If I were you I would take the log and write a quick script to do something like the following (mine is in Ruby):

def allocation?(line)
  # determine if this line is a log line indicating allocation/deallocation
end

def unique_stack(line)
  # return a string that is equal for pairs of allocation/deallocation
end

allocations = []
file = File.new "the-log.log"
file.each_line { |line|
  # custom function to determine if line is an alloc/dealloc
  if allocation? line
    # custom function to get unique stack trace where the return value
    # is the same for a alloc and dealloc
    allocations[allocations.length] = unique_stack line
  end
}

allocations.sort!

# go through and remove pairs of allocations that equal,
# ideally 1 will be remaining....
index = 0

while index < allocations.size - 1
  if allocations[index] == allocations[index + 1]
    allocations.delete_at index
  else
    index = index + 1
  end
end

allocations.each { |line|
  puts line
}

This basically goes through the log and captures each allocation/deallocation and stores a unique value for each pair, then sort it and remove pairs that match, see what's left.

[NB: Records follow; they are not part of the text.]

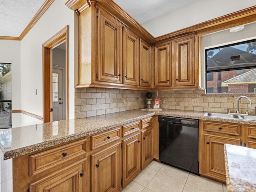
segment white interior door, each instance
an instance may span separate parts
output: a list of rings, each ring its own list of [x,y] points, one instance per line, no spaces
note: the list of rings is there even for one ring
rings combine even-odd
[[[52,121],[65,119],[64,106],[65,103],[63,97],[65,96],[63,90],[63,70],[59,68],[52,68]]]

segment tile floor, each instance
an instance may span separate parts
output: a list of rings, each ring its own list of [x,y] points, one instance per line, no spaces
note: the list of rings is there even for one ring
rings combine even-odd
[[[122,192],[227,192],[226,185],[154,160]]]

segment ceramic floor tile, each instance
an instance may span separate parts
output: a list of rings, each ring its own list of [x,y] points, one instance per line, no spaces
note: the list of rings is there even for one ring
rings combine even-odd
[[[144,187],[140,184],[131,181],[122,190],[122,192],[141,192],[144,189]]]
[[[186,182],[189,173],[167,165],[164,165],[159,172]]]
[[[184,182],[158,172],[146,188],[154,192],[181,192],[184,185]]]
[[[153,191],[151,190],[150,189],[148,189],[148,188],[146,188],[146,187],[144,188],[142,192],[153,192]]]
[[[206,192],[206,191],[186,183],[182,192]]]
[[[163,166],[163,165],[164,165],[163,164],[157,161],[153,160],[148,164],[147,167],[158,171]]]
[[[222,192],[222,183],[190,173],[187,183],[208,192]]]
[[[139,184],[146,186],[154,177],[157,171],[148,167],[145,167],[132,180]]]

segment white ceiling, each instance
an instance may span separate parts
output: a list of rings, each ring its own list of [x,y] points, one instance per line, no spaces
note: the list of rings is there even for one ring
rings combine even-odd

Update: Sorry for all the intermediary edits (I accidentally posted before I was done)

For Windows, check out:

MFC Memory Leak Detection

I am a big fan of Google's Heapchecker -- it will not catch all leaks, but it gets most of them. (Tip: Link it into all your unittests.)

First step could be to know what class is leaking. Once you know it, you can find who is increasing the reference: 1. put a breakpoint on the constructor of class that is wrapped by shared_ptr. 2. step in with debugger inside shared_ptr when its increasing the reference count: look at variable pn->pi_->use_count_ Take the address of that variable by evaluating expression (something like this: &this->pn->pi_.use_count_), you will get an address 3. In visual studio debugger, go to Debug->New Breakpoint->New Data Breakpoint... Enter the address of the variable 4. Run the program. Your program will stop every time when some point in the code is increasing and decreasing the reference counter. Then you need to check if those are matching.